Le Japon, pas le Pérou

Kore-Eda s’attache alors à décrire minutieusement le lent processus de désagrégation de cette micro-société auto-gérée. L’ainé se tient à ses devoirs, mais n’est jamais allé à l’école. Honte de scolariser un enfant sans père. Il fait les courses, gère les comptes, paye les factures. La soeur prépare les repas, fait la lessive, élève patiemment les deux cadets. Mais les temps sont durs. L’argent manque. La volonté fléchit et les tentations sont toujours plus insistantes dans ce Japon consumériste. Les jeux vidéos, les sodas et les copains d’un jour se substituent aux courses et au ménage dans un appartement se transformant au fil du temps en cloaque où les cartons de pizzas et les dessins d’enfants tapissent le sol. L’eau est coupée, factures non réglées. Rigueur de l’hiver, moiteur de l’été ajoutent au calvaire de la fratrie qui erre maintenant dans un appartement d’immondices. Elle ne doit sa survie quotidienne qu’au système D, à la bonne volonté du vendeur de l’épicerie voisine qui ravitaillle en cachette. Car au delà de l’aspect incroyable de cette l’histoire, Kore-Eda s’attache à montrer en creux l’indifférence absolue de la société japonaise à cet état de fait. Les biens courants sont supprimés un à un, les passants ne s’inquiètent pas du ballet quotidien de ces enfants sauvages faisant leur toilette au beau milieu du parc municipal. La propriétaire même reste inerte à la découverte de son appartement dévasté.

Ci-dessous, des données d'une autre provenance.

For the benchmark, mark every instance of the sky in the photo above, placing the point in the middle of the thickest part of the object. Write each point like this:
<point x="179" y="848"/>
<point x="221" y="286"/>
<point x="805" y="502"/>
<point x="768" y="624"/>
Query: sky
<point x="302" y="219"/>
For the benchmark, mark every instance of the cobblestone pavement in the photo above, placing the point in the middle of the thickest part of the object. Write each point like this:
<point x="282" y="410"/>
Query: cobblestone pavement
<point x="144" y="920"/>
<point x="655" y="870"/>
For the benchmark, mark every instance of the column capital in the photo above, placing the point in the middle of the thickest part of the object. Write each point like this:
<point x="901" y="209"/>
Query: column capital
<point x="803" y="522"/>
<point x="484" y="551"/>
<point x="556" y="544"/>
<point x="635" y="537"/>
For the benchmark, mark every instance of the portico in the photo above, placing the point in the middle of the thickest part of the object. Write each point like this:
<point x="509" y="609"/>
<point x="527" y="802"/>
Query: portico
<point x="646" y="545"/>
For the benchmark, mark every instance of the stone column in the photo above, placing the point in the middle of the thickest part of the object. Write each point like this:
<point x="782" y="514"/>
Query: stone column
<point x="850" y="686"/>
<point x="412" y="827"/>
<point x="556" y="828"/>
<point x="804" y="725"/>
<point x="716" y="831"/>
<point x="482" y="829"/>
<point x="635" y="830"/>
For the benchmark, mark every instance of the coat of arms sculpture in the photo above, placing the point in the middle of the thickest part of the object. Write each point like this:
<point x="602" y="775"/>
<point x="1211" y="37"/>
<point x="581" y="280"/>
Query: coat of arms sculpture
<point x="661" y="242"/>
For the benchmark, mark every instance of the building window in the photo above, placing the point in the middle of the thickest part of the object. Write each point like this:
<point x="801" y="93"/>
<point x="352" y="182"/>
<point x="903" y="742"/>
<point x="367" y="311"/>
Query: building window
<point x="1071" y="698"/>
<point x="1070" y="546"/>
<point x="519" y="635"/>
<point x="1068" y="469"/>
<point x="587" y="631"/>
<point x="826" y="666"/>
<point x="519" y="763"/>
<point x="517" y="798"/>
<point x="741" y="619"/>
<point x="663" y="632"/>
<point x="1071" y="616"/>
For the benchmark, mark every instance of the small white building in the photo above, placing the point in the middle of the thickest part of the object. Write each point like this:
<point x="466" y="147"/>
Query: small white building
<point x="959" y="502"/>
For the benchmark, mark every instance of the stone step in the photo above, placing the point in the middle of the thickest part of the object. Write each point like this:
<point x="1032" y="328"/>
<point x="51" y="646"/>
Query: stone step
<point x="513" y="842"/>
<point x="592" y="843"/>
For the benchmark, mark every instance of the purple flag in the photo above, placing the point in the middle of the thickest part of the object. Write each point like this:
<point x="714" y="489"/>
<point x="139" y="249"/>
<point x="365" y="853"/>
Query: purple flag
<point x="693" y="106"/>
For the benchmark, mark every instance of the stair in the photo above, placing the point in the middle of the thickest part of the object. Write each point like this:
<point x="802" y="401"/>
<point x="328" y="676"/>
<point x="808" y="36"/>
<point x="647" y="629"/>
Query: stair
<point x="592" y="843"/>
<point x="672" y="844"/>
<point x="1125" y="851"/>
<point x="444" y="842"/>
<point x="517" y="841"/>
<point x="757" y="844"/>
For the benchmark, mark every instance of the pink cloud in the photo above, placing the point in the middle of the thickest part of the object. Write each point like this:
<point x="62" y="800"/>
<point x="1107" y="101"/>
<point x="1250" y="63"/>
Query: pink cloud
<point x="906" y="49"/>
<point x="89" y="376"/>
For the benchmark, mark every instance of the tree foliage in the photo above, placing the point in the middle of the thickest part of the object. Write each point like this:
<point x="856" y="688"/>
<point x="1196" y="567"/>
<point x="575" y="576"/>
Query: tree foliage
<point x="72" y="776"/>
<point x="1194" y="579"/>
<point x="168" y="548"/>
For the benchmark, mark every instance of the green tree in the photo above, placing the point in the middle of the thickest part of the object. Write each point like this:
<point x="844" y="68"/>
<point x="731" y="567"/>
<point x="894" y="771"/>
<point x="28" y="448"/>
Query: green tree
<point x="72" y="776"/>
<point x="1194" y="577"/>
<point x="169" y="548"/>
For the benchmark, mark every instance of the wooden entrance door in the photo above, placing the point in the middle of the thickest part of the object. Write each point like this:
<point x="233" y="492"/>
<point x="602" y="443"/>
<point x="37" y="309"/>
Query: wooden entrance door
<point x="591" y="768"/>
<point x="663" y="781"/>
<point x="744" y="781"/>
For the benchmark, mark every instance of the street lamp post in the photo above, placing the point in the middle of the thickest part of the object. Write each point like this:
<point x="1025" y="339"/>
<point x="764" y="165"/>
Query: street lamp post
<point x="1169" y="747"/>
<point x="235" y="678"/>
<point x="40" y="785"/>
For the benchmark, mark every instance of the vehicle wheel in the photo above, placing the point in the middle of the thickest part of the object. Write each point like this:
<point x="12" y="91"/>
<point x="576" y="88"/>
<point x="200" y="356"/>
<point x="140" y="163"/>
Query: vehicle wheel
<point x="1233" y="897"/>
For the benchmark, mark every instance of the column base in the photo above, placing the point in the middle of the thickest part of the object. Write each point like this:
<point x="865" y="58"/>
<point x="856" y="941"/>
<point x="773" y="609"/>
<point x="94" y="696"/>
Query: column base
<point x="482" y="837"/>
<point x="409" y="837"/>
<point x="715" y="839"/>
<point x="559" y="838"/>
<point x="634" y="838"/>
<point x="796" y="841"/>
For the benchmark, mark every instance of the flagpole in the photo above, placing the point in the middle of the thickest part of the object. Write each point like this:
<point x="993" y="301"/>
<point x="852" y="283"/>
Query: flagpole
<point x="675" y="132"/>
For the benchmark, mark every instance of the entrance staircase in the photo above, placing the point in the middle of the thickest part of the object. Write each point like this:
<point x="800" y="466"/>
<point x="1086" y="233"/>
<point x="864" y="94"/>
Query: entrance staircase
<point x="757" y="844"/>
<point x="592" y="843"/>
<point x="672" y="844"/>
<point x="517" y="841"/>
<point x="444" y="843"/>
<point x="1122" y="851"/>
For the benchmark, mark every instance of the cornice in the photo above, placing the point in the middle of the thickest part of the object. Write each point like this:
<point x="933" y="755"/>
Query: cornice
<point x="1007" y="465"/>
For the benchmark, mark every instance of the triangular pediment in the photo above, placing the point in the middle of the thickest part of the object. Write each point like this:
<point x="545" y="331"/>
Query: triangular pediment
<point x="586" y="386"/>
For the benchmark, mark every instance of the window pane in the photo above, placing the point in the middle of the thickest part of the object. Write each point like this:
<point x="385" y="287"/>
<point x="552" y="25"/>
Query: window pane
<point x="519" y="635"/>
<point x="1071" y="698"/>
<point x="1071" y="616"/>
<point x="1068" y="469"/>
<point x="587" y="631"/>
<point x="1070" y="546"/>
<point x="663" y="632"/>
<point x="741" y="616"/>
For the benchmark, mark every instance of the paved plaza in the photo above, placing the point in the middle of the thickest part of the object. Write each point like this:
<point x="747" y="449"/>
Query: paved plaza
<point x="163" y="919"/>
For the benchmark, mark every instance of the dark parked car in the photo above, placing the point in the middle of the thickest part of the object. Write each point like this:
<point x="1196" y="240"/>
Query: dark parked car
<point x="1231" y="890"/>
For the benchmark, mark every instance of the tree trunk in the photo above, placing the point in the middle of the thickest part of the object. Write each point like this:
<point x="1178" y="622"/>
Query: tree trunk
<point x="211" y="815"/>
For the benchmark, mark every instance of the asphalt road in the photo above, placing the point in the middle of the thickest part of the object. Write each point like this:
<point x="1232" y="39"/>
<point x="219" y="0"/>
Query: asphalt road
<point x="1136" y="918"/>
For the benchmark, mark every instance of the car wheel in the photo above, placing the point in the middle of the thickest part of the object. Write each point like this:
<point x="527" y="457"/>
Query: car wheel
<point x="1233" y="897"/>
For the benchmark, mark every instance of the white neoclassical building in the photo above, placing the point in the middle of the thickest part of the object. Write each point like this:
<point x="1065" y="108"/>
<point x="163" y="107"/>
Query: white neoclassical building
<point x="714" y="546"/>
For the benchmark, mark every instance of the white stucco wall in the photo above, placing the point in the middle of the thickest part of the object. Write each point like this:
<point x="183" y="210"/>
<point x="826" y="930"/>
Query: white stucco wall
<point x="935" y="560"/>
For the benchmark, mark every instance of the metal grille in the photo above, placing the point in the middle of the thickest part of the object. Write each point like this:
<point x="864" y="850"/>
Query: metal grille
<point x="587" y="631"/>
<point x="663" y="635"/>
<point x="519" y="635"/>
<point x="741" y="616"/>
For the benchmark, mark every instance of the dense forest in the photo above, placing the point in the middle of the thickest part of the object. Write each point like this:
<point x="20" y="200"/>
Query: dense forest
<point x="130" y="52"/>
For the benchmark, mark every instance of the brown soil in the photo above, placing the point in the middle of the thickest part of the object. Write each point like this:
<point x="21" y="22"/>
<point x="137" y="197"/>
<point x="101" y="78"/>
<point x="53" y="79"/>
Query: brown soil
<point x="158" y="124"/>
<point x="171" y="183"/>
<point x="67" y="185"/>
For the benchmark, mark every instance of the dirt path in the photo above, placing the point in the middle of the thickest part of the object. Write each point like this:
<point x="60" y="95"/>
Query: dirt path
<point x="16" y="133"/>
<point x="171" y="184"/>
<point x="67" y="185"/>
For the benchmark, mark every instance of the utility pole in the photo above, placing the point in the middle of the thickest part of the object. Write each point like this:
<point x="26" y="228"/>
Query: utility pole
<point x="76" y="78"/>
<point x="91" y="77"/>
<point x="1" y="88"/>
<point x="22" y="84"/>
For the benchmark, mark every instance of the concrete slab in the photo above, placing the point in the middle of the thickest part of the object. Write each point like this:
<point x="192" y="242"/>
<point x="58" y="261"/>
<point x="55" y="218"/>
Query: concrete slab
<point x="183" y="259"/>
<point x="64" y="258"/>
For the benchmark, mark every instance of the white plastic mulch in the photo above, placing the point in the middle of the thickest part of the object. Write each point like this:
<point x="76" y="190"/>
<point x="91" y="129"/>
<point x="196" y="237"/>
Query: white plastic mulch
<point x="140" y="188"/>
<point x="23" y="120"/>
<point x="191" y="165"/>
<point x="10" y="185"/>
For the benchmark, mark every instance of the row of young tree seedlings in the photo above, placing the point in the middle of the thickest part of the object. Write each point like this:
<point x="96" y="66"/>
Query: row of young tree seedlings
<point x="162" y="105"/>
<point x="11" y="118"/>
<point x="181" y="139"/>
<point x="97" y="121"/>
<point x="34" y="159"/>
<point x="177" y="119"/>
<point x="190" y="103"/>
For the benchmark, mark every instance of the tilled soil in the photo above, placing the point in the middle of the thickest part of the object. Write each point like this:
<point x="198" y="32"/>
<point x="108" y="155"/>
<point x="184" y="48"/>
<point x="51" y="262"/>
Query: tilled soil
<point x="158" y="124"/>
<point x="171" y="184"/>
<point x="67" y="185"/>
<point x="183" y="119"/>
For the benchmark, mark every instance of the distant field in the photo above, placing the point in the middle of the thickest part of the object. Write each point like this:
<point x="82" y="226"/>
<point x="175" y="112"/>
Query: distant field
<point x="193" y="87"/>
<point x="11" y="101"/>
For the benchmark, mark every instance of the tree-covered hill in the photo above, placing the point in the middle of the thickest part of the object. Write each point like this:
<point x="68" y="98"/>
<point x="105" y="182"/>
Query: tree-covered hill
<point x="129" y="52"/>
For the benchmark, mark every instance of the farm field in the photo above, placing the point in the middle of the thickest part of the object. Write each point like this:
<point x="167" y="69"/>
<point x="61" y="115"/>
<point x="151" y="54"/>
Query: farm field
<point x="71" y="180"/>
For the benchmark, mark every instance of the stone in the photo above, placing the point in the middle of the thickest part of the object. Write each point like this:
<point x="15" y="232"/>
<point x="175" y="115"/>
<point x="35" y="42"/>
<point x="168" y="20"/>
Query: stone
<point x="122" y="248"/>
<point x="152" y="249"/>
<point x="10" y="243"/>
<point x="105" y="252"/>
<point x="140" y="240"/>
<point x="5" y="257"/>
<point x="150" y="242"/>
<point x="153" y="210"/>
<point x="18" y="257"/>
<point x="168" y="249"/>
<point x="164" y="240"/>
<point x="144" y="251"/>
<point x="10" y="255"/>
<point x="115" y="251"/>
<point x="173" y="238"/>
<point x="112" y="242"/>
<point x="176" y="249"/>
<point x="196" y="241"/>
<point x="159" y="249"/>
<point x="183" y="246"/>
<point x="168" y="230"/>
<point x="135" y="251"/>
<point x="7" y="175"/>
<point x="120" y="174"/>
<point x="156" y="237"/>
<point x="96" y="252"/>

C’est bien cet individualisme forcené qui sourd tout au long du film. Un constat politique et humain accablant.

Rivière sans retour

La force de Nobody Knows est d’éviter l’écueil du film "à message". Ici, pas de dogmatisme revendicatif. Mais plutôt une variation sur le passage à l’age adulte, la perte de l’innocence et des rêves d’enfant qui l’accompagne. Un âge qui part en décomposition anticipée, à l’image de l’appartement, mais que chacun des enfant, remarquablement filmé, essaie de retenir. Par des dessins qui côtoient des lambeaux de tapisserie arrachés. Par de simples pots de cultures, de fleurs soigneusement alignés sur le balcon. Dernière activité reliant les enfants à la vie, comme un retour à la nature et contre une civilisation qui les exclue. Au bout du chemin, la mort s’invite et emporte la petite Sakiko qui chute d’épuisement. Mais il faut entretenir le rêve. Et par l’intermédaire de cette valise-cercueil rose que transporte Akira au fil des stations de métro, le corps de la morte est finalement enterré au pied d’un aéroport, symbole d’une liberté désormais forclose. Tout l’art de Kore-Eda réside dans sa maîtrise du récit. Cette capacité à narrer un fait divers tragique de manière doucereuse, fluide, presque apaisée. Ici , pas de brûlot révolté propre aux frères Dardenne, mais bien un conte philosophique qui fait écho aux réalisations de Mizoguchi ou d’Immamura. La texture granuleuse de l’image et le cadrage constamment attentif viennent soutenir la limpidité du récit. Ainsi, sur un sujet périlleux, le film ne verse jamais dans le pathos ou le sordide. Il tente plutôt de définir les contours de ce que pourrait être la naissance d’une micro-société utopique où, tout à coup, l’irréel d’une possible vie en communauté (celle des hommes), se teinte d’une douce rêverie. Et le réalisateur de tracer une ligne de conduite, une éthique de cinéma qui suggère plutôt qu’il n’assène, une avancée en chemin sinueux que bordent des eaux profondes et noirâtres.